Hoje, comemora-se a Independência do Brasil. Ótimo. É feriado. Haverá fanfarronice patriótica, farão elogios aos heróis nacionais, teremos desfiles militares. Os vencidos serão chamados de traidores. Construímos um auê para que a vida seja mais fácil de ser levada.

Só acreditamos ainda em nação porque o ser humano não foi globalizado completamente. Se hoje bairrismo é um sentimento ridicularizado, o nacionalismo também o será. Será coisa de bobo, porque o planeta será uno, inclusive na língua.

Criamos a patriotada porque toda aquela história existe para justificar esse nosso jeito de ser, o nosso idioma, aquela alegria de quem está no exterior e de repente encontra um brasileiro. O encontro nos traz uma grande alegria. Naquela hora, tenho o sentimento de pertencer a uma tribo.

Na verdade, nenhum país é independente, não existe o isolamento, pois tudo se relaciona com tudo, o sentimento de independência é uma arrogância. Aquele nacionalismo arraigado que produziu tantas guerras, matou tanta gente, aquele sonho besta de dominar os outros está enfraquecido. Se Deus quiser e o diabo deixar, Bush será o último guerreiro.

Às vezes, tenho a comichão de considerar o ser humano um projeto que foi abandonado pelo Criador. Assim, naqueles momentos de niilismo, passo a ombrear-me com aqueles que consideram o ser humano mau e violento por natureza, mas logo tenho uma recaída, saio do niilismo com certa pressa de quem não gosta muito dele.

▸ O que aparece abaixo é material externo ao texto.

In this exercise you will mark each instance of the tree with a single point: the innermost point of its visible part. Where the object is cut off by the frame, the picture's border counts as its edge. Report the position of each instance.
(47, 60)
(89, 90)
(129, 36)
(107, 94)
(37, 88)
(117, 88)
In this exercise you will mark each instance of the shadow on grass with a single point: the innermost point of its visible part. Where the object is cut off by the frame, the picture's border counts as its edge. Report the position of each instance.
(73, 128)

Passemos, caro leitor, para o nível pessoal. Essa história de ser independente é meio esquisita, porque não me sinto assim em quase nada, pois preciso pensar nas conseqüências de minhas atitudes. Se eu fizer isso, pode acontecer aquilo. Se eu fizer aquilo, pode acontecer isso. E assim vou sendo o que os outros querem que eu seja. Nunca sou eu mesmo.

Mas há jeito de ser eu mesmo? Se nos educamos no grupo, ninguém aprende sozinho? Mesmo quando mergulhamos em nós mesmos, não somos tão únicos, porque as águas do lago do meu “eu” foram trazidas por outros mananciais.

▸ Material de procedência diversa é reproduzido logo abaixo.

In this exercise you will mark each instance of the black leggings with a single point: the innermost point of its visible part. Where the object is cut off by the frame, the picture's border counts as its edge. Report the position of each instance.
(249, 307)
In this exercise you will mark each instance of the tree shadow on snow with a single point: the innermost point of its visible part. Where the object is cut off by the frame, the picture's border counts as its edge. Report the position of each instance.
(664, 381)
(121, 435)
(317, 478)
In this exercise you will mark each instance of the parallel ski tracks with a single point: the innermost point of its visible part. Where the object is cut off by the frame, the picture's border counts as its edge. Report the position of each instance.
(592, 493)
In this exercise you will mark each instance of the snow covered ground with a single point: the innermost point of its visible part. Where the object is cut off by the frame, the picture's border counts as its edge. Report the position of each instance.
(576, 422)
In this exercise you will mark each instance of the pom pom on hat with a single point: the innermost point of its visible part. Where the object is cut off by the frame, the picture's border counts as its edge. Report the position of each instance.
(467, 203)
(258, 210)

Aquela comidinha que eu gosto, daquele jeitinho tão meu, foi um gosto imposto por minha mãe. Tudo em mim são os outros, é a comunidade.

Talvez, eu sou eu apenas no jeito de arranjar as coisas que me deram, porque se nada se cria e tudo se transforma, a sintaxe das combinações é minha. Talvez esteja aí a resposta da pergunta: Quem sou eu? Eu sou os outros com um tempero diferente.

E para terminar, cruzar o meu eu com minha pátria, cito o escritor Stendhal: “A verdadeira pátria é aquela onde encontramos o maior número de pessoas que se parecem conosco.”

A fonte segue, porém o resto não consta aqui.